All you have to do is click on the link here on Mondo Ernesto, and you can read “Guerrilla Mural of a Siren's Song” for free. Why should you bother shelling out hard-earned cash for Alien Contact?
I've been pondering this conundrum. Marty Halpern asked me to review the ebook version when I told him I had successfully loaded it into my trusty iPod touch. At first I wasn't sure if it would be considered kosher, but then I realized that most of this book was written by other people, and if I come clean and admit that this is promotion rather than an attempt at “objective” criticism (can a critic ever really be objective?) it should okay, especially if I make it entertaining.

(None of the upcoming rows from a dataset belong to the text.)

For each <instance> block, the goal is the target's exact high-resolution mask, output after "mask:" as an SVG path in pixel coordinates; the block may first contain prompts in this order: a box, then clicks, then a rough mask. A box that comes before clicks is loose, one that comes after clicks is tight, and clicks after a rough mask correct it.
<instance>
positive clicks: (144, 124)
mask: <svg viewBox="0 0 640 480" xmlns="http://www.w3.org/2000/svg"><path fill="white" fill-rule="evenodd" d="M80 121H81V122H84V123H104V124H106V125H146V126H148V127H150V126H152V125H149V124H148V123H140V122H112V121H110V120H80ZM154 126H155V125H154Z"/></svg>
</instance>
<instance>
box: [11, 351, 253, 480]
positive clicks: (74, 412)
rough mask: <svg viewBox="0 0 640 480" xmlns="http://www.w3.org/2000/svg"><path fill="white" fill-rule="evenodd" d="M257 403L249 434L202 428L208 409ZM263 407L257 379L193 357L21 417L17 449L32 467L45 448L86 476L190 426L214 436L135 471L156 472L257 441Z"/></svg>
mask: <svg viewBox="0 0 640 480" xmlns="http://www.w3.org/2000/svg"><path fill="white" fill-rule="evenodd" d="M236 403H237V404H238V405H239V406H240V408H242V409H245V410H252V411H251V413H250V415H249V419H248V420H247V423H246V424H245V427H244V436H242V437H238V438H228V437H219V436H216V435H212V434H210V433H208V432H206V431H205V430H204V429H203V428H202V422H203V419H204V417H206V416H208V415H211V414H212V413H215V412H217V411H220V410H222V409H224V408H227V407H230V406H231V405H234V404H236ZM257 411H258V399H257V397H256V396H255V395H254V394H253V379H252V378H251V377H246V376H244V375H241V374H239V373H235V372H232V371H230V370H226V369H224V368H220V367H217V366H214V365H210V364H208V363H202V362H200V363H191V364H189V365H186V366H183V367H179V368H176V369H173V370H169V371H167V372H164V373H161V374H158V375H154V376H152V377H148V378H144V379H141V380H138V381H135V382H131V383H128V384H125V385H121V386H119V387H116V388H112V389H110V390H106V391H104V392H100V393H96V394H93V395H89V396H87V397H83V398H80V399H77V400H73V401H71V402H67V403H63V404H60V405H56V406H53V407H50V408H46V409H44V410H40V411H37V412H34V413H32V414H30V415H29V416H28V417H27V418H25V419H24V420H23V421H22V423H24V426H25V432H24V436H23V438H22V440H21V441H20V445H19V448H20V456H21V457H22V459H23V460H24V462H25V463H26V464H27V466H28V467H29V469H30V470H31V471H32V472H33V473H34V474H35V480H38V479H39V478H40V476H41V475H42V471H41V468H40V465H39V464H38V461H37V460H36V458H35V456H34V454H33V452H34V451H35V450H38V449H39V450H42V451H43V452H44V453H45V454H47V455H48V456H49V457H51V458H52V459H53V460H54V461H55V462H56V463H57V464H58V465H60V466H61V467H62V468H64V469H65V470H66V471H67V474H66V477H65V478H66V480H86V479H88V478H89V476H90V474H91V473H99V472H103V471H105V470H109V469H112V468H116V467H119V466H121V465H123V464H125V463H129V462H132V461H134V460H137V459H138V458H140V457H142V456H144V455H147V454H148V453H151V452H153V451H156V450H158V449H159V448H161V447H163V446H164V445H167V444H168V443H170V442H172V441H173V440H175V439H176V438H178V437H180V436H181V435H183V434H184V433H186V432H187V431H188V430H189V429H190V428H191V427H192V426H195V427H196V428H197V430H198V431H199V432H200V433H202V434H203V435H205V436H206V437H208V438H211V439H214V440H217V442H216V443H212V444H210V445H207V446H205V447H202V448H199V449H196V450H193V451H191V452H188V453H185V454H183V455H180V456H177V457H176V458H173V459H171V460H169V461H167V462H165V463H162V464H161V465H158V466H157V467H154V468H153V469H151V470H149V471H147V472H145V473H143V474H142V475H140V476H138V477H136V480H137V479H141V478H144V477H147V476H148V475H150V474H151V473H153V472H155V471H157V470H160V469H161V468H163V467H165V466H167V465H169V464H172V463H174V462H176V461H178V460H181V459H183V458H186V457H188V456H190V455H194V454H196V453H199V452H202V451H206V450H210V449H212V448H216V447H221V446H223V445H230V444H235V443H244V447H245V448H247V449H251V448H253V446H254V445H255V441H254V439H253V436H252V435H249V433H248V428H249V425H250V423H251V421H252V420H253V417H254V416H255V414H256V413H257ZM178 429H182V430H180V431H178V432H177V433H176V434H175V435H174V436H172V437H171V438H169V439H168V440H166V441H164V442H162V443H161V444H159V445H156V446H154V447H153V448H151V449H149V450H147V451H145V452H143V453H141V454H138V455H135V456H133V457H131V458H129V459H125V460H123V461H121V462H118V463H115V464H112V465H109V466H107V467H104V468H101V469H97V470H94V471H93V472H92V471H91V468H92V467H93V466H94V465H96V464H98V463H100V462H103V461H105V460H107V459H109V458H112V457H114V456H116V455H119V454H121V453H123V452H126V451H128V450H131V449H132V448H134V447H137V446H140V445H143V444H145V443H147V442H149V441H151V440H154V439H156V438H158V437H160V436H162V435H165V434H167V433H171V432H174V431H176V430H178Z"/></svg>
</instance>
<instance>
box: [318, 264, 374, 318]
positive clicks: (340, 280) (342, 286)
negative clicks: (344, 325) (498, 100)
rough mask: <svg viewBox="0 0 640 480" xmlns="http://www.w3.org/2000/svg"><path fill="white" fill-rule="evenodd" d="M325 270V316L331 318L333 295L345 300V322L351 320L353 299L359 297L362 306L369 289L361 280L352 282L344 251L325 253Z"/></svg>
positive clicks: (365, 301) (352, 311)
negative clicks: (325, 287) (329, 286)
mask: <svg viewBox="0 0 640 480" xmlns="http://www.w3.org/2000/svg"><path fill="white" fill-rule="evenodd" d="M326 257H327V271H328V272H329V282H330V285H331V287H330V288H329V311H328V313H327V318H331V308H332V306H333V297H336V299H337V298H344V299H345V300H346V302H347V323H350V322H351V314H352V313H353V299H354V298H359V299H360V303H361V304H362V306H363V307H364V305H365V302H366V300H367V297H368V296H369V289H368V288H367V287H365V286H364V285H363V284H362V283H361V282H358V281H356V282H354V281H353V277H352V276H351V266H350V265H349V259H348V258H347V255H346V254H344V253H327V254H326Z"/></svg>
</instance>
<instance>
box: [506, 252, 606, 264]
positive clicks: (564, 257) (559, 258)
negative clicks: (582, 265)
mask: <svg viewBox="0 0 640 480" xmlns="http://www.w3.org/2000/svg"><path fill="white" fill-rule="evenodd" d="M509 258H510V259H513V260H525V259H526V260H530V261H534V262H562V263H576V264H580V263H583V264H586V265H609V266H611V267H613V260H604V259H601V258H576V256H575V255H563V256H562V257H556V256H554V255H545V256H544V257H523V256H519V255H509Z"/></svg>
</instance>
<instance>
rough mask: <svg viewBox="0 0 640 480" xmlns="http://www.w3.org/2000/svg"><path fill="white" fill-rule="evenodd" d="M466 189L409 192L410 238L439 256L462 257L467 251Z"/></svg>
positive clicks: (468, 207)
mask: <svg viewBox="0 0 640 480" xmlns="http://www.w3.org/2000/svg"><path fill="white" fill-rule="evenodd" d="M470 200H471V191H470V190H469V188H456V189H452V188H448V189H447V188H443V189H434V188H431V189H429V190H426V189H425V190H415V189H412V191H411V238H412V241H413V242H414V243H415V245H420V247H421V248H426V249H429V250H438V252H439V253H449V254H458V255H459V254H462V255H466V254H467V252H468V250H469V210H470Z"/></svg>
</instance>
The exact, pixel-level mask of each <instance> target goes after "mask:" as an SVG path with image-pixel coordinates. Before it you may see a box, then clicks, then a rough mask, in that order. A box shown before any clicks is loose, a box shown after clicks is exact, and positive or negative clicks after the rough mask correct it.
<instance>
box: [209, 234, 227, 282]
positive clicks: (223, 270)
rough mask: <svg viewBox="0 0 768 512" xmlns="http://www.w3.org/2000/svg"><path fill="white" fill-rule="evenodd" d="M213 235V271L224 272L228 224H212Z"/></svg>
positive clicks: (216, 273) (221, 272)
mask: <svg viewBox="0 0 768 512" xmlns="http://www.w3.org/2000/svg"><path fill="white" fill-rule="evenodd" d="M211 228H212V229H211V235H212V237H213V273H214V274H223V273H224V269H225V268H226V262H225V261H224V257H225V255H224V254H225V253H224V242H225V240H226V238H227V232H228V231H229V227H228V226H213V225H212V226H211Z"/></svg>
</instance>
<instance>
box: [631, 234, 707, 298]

So here I am in my straw hat and striped jacket, waving around a bamboo cane in front of the gaudy, hand-painted facade of this sideshow. Come one, come all! We've got it right here! Some of the best science fiction of the last thirty years, in a convenient package that you can have in both paperback or Kindle formats!
Following Marty's suggestion, I read the e-version, and it turns out to be a great way to read an anthology. I carried it around in my pocket and read it on the run, having some blowmind lunch breaks, making some crazy days better then they might have been.
In his introduction, Marty gives a nod to the Bug-Eyed Monsters of pulp science fiction, and to sci-fi movies. The original Invaders from Mars, and Alien were an influence on him, as they were with me. But Alien Contact isn't all just invasions, space wars, and extraterrestrial menace – though there's plenty of that, too. We get a diverse spread of variations on this theme that cause the mind to reel. We get aliens in many forms and settings, interacting with a variety of humans.
It makes me realize that that when you have humans contacting aliens, the humans are forced to define themselves.
My favorites were:
“The Aliens Who Knew, I Mean, Everything” in which George Alec Effinger (look him up if you haven't heard of him) has fun with the idea of “higher” intelligence.
“Kin” Bruce McAllister's gloomy, but brilliant take on how humans may be treated by a “superior” species.
“Sunday Night Yams at Minnie and Earls'” is the kind of story I always hoped for when reading science fiction – Adam-Troy Castro turns conventional ideas about space travel and aliens inside out, and reminds us that when looking at the unknown, we should expect the unexpected.
“Exo-Skeleton Town” is an extremely original tale in which Jeffery Ford performs daring feats of the imagination on how humans interact with aliens, but also how technology will change the way we interact with each other; it refers to old movies.
“Lambing Season” has Molly Gloss' New-Mexico-sheepherding-heroine's skill with living among other species come in handy when she meets an extraterrestrial.
And if any or all of these stories cause you to lust for more about where they came from, there's a lot of background information available, online at More Red Ink and SF Signal.
I agree with Keith Brooke in his review in The Guardian that Alien Contact is “an excellent snapshot of modern SF.” It would be a great gift idea for those just starting out with the genre, and for those of us who remember a lot of the stories from when they first appeared in magazines.
You're probably going to want to read it yourself, too.